北海道胆振東部地震でデマに惑わされないために

札幌市

本記事では、災害時に発生するデマと、デマに惑わされてしまった集団について記します。

私たちは魑魅魍魎(ちみもうりょう)のように湧いてくるデマに対して、どう備えたらよいでしょうか。

正しい対処法は、公式の情報ソースから信頼できる情報を得る。

これに尽きます。

9月6日(木)の未明に発生した北海道胆振東部地震では、最大震度7を記録。

全道全域が停電となる「ブラックアウト」に見舞われ、電気と水に事欠く状態になりました。

テレビが見られなくなり、情報源は主にラジオ。

ラジオを持たない人は、スマホアプリ「 radiko 」で情報収集に努めました。

それでも残念ながら、デマは蔓延しました。

SNS上で「拡散希望」をうたい、混乱をもたらしました。

デマは注意を呼びかける「善意」のメッセージを装っていますが、根拠のないうわさ話にすぎません。

苫小牧市

画像:「現在SNS等で、根拠のない情報が拡散されていますのでご注意ください」と呼びかける苫小牧市のホームページ

具体的には、消防署や自衛隊を騙り「地鳴り・地響きがなっているので数時間後に大きい地震がくる」「地震計が異常数値を示しているので大きな地震がくる」など、不安をあおるような情報ですが、これらは全て根拠のないものですので、冷静な行動をお願いいたします。

              苫小牧市「災害警戒・対応状況」より

デマに踊らされた、ある宗教法人の話

私の住む札幌市東区では、7日(金)19時頃には電気が回復しました。

停電後、39~40時間後に復旧したわけです。

中央区にある知人宅では、7日(金)の朝7時頃に電気が復旧したようです。

病院や官庁の機能が集中しているので、優先的に電気が回復したに違いありません。

電気が回復した翌8日(土)は、一応、平穏な生活に戻り始めたと言えます。

ところが、8日になって「本震が来るから避難所に避難する必要がある」と呼びかけた宗教法人がありました。

わざわざ信者たちに連絡し、避難所に指定されていた小学校に団体で避難したのです。

自宅は普通に電気が使えます。

なのに避難したのは、本震に備えてのことでした。

でも結果的に「本震」は来ませんでした。

12日(水)現在、余震も徐々に少なくなってきています。

デマを鵜呑みする集団心理

怖いのは、一人の信者がデマを信じ込み、良かれと思ってデマを広げることです。

宗教法人の場合、神仏の名のもとに流言飛語さえも正しいものと受け止めがちです。

その信者たちは、電気が復旧したにもかかわらず、わざわざ誘い合って避難所に指定された小学校で一夜を過ごしたようです。

地震は用心するに越したことはありません。

けれども、デマを根拠に集団で避難所に泊まるのは、どこがズレているように感じます。

違和感を覚えたら、ちょっと立ち止まりたい

デマを本物の情報と受け止めた信者が、同質性の高いコミュニティの仲間にデマを伝達。

閉鎖的なコミュニティでは、仲間の情報は命です。

「本震が来るみたいだから、あなたもみんなと避難所に避難しましょう!」と言われ、違和感を覚えた信者はいなかったのでしょうか。

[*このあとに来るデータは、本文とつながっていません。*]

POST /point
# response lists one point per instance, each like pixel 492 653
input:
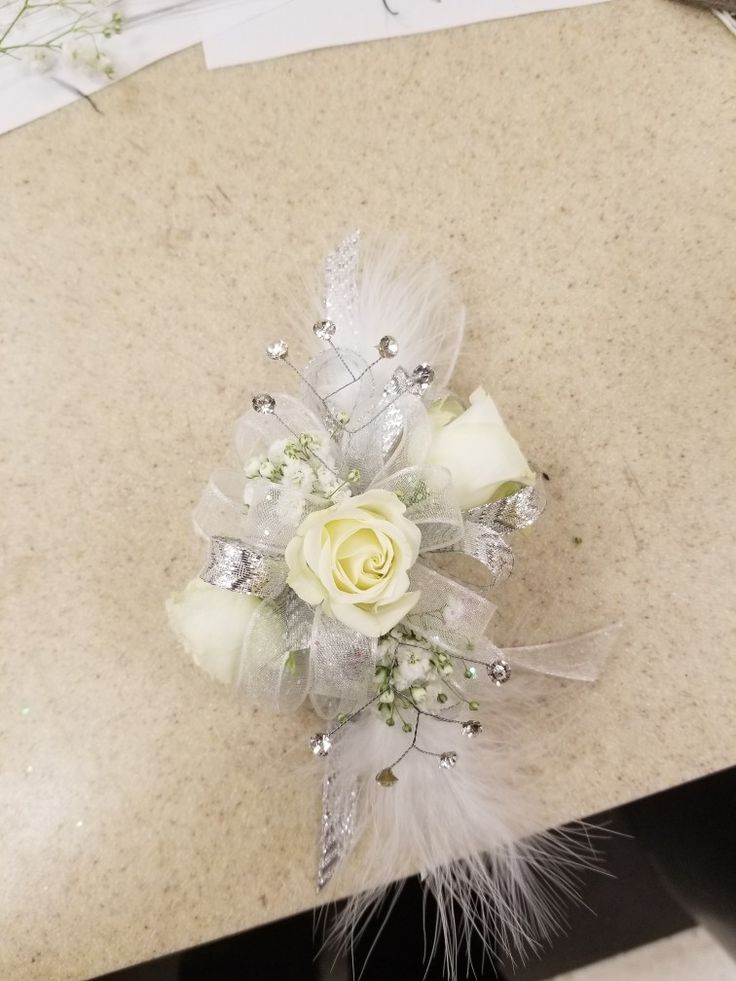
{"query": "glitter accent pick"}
pixel 324 329
pixel 338 819
pixel 388 347
pixel 472 728
pixel 264 404
pixel 499 671
pixel 320 744
pixel 278 350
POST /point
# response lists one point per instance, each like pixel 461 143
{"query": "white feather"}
pixel 466 831
pixel 409 299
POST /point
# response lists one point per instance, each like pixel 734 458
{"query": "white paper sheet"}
pixel 238 32
pixel 290 26
pixel 152 29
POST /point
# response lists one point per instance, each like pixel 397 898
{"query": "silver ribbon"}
pixel 232 565
pixel 338 825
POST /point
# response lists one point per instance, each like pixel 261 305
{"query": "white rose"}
pixel 478 450
pixel 354 559
pixel 211 623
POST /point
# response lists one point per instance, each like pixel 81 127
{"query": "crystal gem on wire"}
pixel 422 376
pixel 388 347
pixel 472 728
pixel 277 350
pixel 320 744
pixel 264 404
pixel 387 777
pixel 499 671
pixel 324 329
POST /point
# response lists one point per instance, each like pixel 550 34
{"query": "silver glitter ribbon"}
pixel 232 565
pixel 341 284
pixel 338 825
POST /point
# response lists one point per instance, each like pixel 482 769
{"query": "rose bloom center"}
pixel 362 559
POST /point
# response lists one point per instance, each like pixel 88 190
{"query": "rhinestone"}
pixel 264 404
pixel 472 728
pixel 320 744
pixel 278 350
pixel 324 329
pixel 388 347
pixel 499 671
pixel 422 376
pixel 387 777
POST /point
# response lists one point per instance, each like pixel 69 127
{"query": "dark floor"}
pixel 669 861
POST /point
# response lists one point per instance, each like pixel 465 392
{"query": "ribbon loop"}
pixel 447 612
pixel 430 503
pixel 511 513
pixel 580 658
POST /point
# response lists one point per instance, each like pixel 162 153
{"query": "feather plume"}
pixel 467 831
pixel 380 291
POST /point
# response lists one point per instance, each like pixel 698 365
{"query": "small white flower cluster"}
pixel 60 34
pixel 411 672
pixel 305 463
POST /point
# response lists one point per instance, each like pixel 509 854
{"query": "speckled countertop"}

「それ、おかしいよ」と指摘し、立ち止まる信者がいなかったことは残念です。

デマは、いくら「自衛隊から」「警察官から」「NTTから」「市役所の人から」といった一見信頼できそうな「枕詞」が記されていたとしてもデマにすぎません。

顔の知った仲間からメッセージが来ても、デマは軽々しく「拡散」してはなりません。

私の弟の嫁には、LINE仲間から「拡散希望」をうたうデマが流れてきたそうです。

避難所に避難した宗教法人の信者はこう言いました。

「予言の霊を持った仲間が、天上界からのメッセージを受け取りました」。

デマ以上に、手ごわいのは神仏の名において語られるメッセージです。

だれもその真偽を確かめることができないからです。

けれども私たちは「信者」ではありません。

信頼できる情報ソースから正確な情報を得る努力を惜しまないようにしたいものです。